5.2 Contribution to IS Research
Predictive modeling and statistical modeling in analytics go side-by-side as one predicts the future using existing data, focusing on informing us on the question “What will be,” whereas the other explicates hidden patterns and tells us about “What is” with respect to a phenomenon. Both of them are important and require attention to optimize the utility of the generated data. As the number of wearable technology-based applications increases in the future, the quantum of available data to analyze will exponentially increase and warrant more and more advancements in explainable modeling for meaningful interpretations of patterns. In this study, we introduce a new method to address the design challenge of representing nonlinear associative patterns in wearables data. Our contribution is timely in IS research, as the discipline is widening its scope in design science as well as explanatory modeling applications by using novel data sources such as wearables [
70]. WDA is a promising area in IS [
5,
19], opening a wide range of research applications owing to the following two reasons: the ubiquitous nature of wearables in today's lifestyle, and the promise of wearables to generate rich, personalized, temporal, and highly grained information content. We therefore posit that our contributions through a novel interpretable modeling method for addressing challenges in WDA lays the foundation for promising research in IS using data generated from wearables.
5.3 Limitations
There are some caveats and limitations to our study. We have focused on the design science problem of developing an interpretable modeling method but do not delve into the subject of determining the significance of input variables themselves. In addition, our method by itself does not imply causation, although it can be applied to any explanatory modeling scenario including causal or quasi-causal experimental settings. If curvilinear effects are absent, the segmented modeling approach should be avoided to prevent overfitting. The modeling approach described in this study is useful when higher-order association is predetermined between pairs of repeated measures and there is a need to better explain these associations for making inferences. For high-dimensional large datasets, GAMM can take longer time to fit, and the change point optimization can be tedious for the analyst. A few ways to avoid this problem are to apply feature selection, variable transformation, and outlier detection procedures before examining pairwise associations using our method.
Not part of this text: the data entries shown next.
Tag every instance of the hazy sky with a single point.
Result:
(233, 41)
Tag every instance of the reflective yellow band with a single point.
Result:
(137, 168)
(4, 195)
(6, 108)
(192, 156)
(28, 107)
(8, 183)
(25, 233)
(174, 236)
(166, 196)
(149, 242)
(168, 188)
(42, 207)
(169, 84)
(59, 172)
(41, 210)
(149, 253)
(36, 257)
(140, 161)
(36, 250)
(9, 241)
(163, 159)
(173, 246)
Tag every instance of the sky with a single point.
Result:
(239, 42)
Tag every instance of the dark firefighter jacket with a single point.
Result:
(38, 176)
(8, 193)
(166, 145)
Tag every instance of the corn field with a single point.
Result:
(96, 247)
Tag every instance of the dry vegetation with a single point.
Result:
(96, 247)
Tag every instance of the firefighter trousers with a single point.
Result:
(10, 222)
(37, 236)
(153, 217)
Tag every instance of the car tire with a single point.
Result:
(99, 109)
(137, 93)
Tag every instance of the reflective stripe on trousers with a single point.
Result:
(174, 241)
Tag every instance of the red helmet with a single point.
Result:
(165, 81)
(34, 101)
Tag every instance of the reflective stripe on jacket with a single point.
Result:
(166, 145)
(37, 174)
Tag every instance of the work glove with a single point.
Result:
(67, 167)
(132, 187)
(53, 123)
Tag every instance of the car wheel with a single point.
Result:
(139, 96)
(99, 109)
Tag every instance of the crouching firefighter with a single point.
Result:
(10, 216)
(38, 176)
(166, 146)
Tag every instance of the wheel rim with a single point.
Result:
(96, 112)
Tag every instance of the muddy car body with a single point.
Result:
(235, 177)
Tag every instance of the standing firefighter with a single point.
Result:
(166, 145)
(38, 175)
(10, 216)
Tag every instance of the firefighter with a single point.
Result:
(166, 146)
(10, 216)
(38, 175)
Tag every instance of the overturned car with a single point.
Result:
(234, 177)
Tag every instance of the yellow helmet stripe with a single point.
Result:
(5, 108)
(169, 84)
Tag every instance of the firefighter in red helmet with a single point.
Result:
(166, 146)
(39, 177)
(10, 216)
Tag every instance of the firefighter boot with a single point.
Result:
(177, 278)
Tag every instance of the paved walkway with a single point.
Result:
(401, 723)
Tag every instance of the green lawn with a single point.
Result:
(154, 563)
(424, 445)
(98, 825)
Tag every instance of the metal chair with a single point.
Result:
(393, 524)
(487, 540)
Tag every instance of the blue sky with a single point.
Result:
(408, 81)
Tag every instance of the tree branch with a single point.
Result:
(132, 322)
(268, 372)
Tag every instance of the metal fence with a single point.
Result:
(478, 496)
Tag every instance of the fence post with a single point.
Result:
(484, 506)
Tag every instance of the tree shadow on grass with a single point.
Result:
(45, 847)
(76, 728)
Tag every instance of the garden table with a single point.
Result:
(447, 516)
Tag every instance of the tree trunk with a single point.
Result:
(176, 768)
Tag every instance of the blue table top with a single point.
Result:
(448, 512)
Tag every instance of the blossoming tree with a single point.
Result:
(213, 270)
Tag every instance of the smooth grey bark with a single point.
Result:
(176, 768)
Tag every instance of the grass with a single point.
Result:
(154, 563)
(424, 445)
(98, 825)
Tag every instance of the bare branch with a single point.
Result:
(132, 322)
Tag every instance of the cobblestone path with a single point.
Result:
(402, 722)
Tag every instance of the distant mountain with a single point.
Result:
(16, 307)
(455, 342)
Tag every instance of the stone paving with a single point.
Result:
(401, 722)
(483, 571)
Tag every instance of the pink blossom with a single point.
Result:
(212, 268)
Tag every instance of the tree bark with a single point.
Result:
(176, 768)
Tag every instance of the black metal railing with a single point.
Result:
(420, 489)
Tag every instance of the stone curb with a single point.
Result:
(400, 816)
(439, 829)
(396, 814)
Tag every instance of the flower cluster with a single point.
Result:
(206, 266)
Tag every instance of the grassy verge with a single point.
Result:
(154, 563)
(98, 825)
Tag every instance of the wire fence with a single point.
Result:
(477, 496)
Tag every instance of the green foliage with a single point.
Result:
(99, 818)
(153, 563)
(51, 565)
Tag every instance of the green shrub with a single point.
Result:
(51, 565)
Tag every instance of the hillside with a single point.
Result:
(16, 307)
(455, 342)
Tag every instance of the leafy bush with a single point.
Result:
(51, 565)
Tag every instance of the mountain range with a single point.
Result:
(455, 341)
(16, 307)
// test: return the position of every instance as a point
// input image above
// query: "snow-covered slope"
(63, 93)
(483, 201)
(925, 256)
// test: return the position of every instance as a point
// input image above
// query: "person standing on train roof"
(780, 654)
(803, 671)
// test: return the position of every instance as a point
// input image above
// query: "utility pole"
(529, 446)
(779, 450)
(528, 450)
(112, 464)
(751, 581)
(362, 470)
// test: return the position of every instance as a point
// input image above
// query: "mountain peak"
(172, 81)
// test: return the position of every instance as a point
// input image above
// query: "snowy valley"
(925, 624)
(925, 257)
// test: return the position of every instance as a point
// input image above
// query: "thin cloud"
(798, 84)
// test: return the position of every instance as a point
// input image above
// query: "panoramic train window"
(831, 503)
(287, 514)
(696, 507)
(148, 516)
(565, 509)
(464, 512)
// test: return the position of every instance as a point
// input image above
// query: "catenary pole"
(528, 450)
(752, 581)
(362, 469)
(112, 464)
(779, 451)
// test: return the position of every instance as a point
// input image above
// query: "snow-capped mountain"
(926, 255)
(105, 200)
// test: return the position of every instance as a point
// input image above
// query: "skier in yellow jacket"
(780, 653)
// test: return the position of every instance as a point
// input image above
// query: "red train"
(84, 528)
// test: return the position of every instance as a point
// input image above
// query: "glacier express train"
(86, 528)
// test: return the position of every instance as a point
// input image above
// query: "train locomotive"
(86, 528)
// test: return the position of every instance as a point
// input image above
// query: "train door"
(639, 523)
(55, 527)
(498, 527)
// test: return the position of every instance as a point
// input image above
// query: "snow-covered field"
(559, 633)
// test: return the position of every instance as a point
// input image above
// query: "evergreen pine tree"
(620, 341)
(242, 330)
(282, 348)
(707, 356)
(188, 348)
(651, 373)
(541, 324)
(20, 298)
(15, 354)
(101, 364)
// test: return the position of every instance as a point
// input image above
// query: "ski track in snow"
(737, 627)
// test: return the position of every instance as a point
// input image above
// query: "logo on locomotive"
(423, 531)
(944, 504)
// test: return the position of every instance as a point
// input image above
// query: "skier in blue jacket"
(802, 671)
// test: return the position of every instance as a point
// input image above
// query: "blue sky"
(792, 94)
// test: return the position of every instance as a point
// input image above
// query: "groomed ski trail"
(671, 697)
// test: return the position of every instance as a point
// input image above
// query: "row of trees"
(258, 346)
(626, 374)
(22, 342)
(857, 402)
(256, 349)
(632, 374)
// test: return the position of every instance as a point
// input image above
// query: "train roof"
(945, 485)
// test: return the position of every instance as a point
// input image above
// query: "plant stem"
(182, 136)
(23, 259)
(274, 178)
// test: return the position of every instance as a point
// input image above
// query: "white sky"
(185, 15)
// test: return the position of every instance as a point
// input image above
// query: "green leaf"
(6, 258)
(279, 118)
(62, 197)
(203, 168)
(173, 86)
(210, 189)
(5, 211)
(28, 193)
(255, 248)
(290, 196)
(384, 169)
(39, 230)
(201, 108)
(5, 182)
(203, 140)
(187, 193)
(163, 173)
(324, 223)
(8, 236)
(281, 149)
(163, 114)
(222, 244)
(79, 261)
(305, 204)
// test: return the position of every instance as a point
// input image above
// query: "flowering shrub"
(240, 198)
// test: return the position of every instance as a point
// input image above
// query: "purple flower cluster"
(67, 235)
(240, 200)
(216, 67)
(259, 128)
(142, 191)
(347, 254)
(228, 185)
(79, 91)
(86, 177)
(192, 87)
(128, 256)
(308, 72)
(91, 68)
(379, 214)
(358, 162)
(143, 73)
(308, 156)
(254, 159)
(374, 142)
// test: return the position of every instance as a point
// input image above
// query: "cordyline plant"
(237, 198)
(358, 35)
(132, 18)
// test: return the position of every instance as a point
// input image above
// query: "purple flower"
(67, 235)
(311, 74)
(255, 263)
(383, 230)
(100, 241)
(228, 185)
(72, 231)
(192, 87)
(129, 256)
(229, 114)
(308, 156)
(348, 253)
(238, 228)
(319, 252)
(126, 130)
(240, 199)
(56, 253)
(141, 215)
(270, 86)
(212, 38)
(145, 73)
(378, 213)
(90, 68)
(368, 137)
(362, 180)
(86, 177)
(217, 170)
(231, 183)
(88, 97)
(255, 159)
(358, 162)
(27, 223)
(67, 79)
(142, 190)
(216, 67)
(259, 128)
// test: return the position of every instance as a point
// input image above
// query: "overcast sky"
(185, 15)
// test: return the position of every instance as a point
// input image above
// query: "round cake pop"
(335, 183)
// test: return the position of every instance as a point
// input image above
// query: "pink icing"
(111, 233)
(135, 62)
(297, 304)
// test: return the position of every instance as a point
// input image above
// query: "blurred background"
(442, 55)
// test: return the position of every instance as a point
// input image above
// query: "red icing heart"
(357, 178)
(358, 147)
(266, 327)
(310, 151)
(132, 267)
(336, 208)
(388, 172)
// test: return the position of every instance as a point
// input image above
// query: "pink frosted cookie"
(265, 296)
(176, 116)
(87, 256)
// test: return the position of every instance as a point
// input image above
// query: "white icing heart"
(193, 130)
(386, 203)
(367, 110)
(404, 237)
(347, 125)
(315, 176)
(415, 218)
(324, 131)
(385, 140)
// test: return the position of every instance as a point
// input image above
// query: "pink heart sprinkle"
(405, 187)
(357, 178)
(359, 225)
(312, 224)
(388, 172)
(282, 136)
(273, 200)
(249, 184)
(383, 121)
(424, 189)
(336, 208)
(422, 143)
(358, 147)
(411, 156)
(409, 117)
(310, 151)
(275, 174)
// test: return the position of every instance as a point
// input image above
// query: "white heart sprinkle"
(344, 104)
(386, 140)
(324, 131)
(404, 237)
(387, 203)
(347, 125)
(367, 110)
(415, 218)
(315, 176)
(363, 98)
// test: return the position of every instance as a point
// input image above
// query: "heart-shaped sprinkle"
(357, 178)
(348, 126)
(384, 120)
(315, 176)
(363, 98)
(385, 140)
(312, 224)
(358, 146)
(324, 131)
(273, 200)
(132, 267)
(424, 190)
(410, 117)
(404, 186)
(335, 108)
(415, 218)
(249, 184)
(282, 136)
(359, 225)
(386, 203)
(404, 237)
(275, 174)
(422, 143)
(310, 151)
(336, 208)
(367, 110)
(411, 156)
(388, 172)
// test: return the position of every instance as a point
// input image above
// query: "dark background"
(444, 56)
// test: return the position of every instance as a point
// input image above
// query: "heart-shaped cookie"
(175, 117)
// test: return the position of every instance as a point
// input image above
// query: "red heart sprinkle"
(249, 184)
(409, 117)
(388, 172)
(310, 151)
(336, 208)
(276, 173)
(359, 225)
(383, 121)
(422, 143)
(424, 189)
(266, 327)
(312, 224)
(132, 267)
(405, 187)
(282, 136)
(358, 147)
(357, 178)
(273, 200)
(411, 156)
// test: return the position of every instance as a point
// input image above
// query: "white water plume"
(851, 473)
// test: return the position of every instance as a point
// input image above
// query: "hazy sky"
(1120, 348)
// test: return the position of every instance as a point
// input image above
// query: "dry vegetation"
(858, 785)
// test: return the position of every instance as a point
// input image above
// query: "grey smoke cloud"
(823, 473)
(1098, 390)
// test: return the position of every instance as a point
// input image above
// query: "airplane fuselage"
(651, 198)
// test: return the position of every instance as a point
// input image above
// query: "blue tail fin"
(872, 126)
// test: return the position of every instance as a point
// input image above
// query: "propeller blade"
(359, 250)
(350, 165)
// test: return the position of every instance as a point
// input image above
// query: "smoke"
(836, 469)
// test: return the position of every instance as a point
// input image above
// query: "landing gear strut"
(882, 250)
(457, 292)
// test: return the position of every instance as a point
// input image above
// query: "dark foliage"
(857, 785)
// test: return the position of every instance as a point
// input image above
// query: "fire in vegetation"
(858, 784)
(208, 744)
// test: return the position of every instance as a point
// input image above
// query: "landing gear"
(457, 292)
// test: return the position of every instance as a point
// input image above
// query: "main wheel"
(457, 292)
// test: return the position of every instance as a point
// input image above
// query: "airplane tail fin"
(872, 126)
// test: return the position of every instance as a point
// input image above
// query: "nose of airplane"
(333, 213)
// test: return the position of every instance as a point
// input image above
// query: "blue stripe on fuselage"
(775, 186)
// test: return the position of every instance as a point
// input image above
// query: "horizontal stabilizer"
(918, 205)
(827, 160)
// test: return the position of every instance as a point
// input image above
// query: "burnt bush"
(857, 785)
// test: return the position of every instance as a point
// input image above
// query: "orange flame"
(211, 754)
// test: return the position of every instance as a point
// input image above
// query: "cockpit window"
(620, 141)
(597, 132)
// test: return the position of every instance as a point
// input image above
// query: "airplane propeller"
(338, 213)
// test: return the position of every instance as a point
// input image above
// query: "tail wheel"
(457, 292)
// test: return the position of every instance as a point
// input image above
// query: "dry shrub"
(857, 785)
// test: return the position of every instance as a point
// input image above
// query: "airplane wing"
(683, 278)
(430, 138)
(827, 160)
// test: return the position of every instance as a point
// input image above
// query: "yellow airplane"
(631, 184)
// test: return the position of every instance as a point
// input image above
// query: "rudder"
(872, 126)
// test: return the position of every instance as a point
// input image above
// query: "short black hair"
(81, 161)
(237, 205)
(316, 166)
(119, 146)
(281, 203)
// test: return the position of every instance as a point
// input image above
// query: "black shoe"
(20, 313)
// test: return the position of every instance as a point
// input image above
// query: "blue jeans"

Next, our HITL approach involves human inputs and therefore may still be susceptible to human errors and biases, despite the fine-tuning step using the optimization procedure. One way of reducing such potential errors is to consult domain experts post determination of change point from the optimization procedure. Finally, it is worth noting that our method caters to the problem of improving interpretability of glass-box models, at the cost of increased bias and limited predictive power when compared to black-box data mining models [
28].
5.4 Conclusion
With the increasing availability of wearables, we can measure and understand different health phenomena at a highly granular level. We propose an HITL method for accurate estimation of change points in segmented mixed-effects regression facilitating the interpretations of pairwise associations of variables in wearables data. Our method is robust and efficient, and the resultant segmented models provide better prediction accuracy than state-of-the-art alternatives for a given problem. Our proposed method is empirically validated, more reliable due to human verification, and provides better interpretable results. Our approach can be generalized to other areas of IS where nonlinear pairwise associations are anticipated.